Every year it’s the same thing. Newspeople from all over the country descend on Punxsutawney, PA to listen to the prognostication of Phil the…beaver? platypus? I forget. Either way it’s a silly tradition for silly people. And every year the same thing happens: When he predicts a longer winter people fret and when he predicts an early spring people rejoice. Why? Don’t they know the varmint can’t actually predict anything? Yes, but in the moment people don’t care. We project our wishes onto the giant squirrel and lie to ourselves in the moment.
It’s not the only time we do that, either.
Sociologists say that your brain releases the same endorphins whenever you “window shop” as it releases when you actually buy something. The same thing happens when you watch a cooking show: The same sensations you experience when you smell a home-cooked meal in your kitchen are experienced when you watch a youtube video of someone pulling a turkey out of the oven. Our brains are funny, complex things.

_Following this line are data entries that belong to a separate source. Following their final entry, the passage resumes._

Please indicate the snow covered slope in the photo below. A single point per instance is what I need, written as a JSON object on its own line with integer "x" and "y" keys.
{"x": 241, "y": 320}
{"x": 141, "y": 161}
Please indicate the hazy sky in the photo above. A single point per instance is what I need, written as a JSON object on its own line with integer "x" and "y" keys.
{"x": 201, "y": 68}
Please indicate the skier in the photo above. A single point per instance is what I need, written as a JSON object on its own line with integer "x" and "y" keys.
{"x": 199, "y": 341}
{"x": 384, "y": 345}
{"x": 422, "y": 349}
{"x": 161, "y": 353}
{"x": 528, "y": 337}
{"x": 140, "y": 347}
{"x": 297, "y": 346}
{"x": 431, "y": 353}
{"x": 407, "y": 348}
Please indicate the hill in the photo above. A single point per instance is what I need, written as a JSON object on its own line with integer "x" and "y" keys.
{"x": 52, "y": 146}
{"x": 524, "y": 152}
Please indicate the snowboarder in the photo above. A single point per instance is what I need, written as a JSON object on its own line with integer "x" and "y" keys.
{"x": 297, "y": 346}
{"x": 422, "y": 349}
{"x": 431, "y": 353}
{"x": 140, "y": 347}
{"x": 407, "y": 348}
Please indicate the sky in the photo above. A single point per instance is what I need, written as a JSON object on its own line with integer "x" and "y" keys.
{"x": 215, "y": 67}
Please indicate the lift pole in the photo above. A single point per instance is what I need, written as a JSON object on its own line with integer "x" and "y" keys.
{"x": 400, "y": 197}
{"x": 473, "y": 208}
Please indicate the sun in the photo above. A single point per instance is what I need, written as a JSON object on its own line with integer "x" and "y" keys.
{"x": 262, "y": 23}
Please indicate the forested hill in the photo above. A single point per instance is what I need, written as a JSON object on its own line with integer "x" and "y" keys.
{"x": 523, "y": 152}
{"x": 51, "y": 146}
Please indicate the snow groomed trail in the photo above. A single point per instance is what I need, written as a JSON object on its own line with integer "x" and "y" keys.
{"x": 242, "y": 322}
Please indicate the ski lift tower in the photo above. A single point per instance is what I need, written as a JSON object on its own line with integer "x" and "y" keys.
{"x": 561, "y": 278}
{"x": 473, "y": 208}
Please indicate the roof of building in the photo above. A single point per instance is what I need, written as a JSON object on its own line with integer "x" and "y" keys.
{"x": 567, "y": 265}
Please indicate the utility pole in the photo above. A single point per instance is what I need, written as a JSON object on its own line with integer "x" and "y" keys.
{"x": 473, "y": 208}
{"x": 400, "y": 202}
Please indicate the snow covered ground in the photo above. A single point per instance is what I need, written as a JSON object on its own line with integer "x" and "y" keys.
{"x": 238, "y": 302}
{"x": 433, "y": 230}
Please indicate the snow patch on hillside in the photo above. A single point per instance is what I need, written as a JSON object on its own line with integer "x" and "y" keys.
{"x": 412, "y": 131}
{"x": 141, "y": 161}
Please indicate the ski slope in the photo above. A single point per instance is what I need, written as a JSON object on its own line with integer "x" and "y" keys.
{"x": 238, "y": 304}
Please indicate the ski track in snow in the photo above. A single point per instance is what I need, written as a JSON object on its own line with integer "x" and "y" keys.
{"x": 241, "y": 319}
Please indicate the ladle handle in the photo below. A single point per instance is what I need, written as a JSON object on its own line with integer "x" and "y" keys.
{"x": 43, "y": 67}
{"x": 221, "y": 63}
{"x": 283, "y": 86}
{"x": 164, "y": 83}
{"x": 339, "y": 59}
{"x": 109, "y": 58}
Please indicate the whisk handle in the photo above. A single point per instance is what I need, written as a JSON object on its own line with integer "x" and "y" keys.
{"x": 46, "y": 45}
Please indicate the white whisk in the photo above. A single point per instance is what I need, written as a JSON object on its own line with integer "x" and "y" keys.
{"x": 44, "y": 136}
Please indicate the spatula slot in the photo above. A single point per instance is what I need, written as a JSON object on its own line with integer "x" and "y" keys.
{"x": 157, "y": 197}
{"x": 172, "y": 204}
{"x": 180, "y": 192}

I can’t actually satisfy my appetite with a youtube video, though. I can only trick my brain to an extent. I also can’t predict the weather by way of a oversized ferret. It’s just a game we play every February.
I want the real deal.
So I will trust in the God who commands nature both by design and occasionally by His Will. I will trust in the God who satisfies my longings. He’s the real deal, genuine article, and is far more reliable than some celebrity badger.